In particular, there is little information available about the historic extent of scrub-shrub and forested tidal wetlands in the Coos estuary, which would have been almost entirely converted prior to NWI wetland mapping in 1979. The Tidal Wetland Vegetation data summary does not reflect the true loss of those habitats and recognizes the omission as a critical data gap.
Finally, it is important to note that the studies used in this data summary do not all make use of the same standardized sampling or analysis method. Care should be taken when comparing the results and conclusions of one study against another.

Terrestrial Vegetation: LEMMA models are most useful (and accurate) at landscape or regional scales, and are considered much less useful at the stand scale (LEMMA 2014a, 2014b).

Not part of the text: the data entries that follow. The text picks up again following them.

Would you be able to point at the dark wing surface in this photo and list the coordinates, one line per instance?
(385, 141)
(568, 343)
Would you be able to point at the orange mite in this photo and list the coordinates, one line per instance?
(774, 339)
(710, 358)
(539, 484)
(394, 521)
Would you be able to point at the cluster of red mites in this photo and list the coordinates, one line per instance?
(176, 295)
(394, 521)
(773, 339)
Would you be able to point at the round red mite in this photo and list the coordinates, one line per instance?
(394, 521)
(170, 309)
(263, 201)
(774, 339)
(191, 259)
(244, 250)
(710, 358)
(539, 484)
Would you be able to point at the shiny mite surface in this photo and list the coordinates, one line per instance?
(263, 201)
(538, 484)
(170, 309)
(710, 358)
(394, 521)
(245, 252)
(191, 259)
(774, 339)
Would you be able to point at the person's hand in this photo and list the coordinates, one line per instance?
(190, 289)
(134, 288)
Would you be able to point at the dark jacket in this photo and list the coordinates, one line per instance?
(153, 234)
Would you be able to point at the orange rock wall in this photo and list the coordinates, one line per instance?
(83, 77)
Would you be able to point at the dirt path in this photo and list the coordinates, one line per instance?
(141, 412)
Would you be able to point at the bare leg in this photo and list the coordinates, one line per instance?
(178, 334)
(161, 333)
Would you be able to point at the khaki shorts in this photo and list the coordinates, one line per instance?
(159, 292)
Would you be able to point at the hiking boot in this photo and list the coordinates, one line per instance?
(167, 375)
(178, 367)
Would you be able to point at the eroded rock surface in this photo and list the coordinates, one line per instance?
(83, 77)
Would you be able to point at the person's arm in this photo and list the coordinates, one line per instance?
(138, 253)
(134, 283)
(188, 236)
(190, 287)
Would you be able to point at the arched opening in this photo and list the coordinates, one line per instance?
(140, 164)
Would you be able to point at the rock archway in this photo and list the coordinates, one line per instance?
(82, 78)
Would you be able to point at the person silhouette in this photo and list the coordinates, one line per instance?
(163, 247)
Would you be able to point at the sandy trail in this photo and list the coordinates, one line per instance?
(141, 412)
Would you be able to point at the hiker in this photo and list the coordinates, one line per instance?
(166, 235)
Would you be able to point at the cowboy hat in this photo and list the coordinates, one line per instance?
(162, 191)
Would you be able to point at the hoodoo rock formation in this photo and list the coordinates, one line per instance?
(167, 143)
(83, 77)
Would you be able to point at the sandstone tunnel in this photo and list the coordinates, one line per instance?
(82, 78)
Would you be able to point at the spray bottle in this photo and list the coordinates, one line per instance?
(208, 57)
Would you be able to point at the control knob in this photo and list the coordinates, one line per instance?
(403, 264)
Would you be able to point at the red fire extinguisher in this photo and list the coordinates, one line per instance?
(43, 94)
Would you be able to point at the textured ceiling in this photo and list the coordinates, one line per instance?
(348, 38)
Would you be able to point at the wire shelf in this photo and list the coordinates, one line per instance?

The project area boundaries are slightly smaller than a landscape scale so there will be some discrepancies between the modeled attributes reported and those observed on the ground. In addition, the models only apply to lands that currently support at least 10% tree cover. The purpose of using the LEMMA data was to compile a picture of species distributions for the project area as a whole.

Aerial surveys of SNC disease are a conservative estimate since only those diseased trees visible from the air are counted. The same holds true for aerial surveys conducted for other damaged trees (e.g., bears damage is an underestimate). In addition, accuracy of aerial surveys depends on surveyor experience (sketch-mapping is highly subjective), weather, time of day, time of year and visibility. Observers evaluate and record forest health at a rate of 30 seconds/mile. Accuracy assessments have not been completed for the USFS 2014 annual surveys. However, the data are ground-checked to ensure appropriate coding on the maps. The map information should only be used as an indicator of insect and disease activity and need to be ground verified for other uses.

Old Growth Forests: The old growth forest dataset (LEMMA 2014b) was developed for regional monitoring of old growth forest status and trends. Spatial accuracy is based on a regional scale and may be suitable for use at 5th or 6th field watershed scales. The entire project area is slightly larger that a 5th field watershed, so fits within that criteria, though the subsystems we consider are often times smaller (e.g. Pony subsystem is a 7th field watershed) and so accuracy becomes questionable at that scale.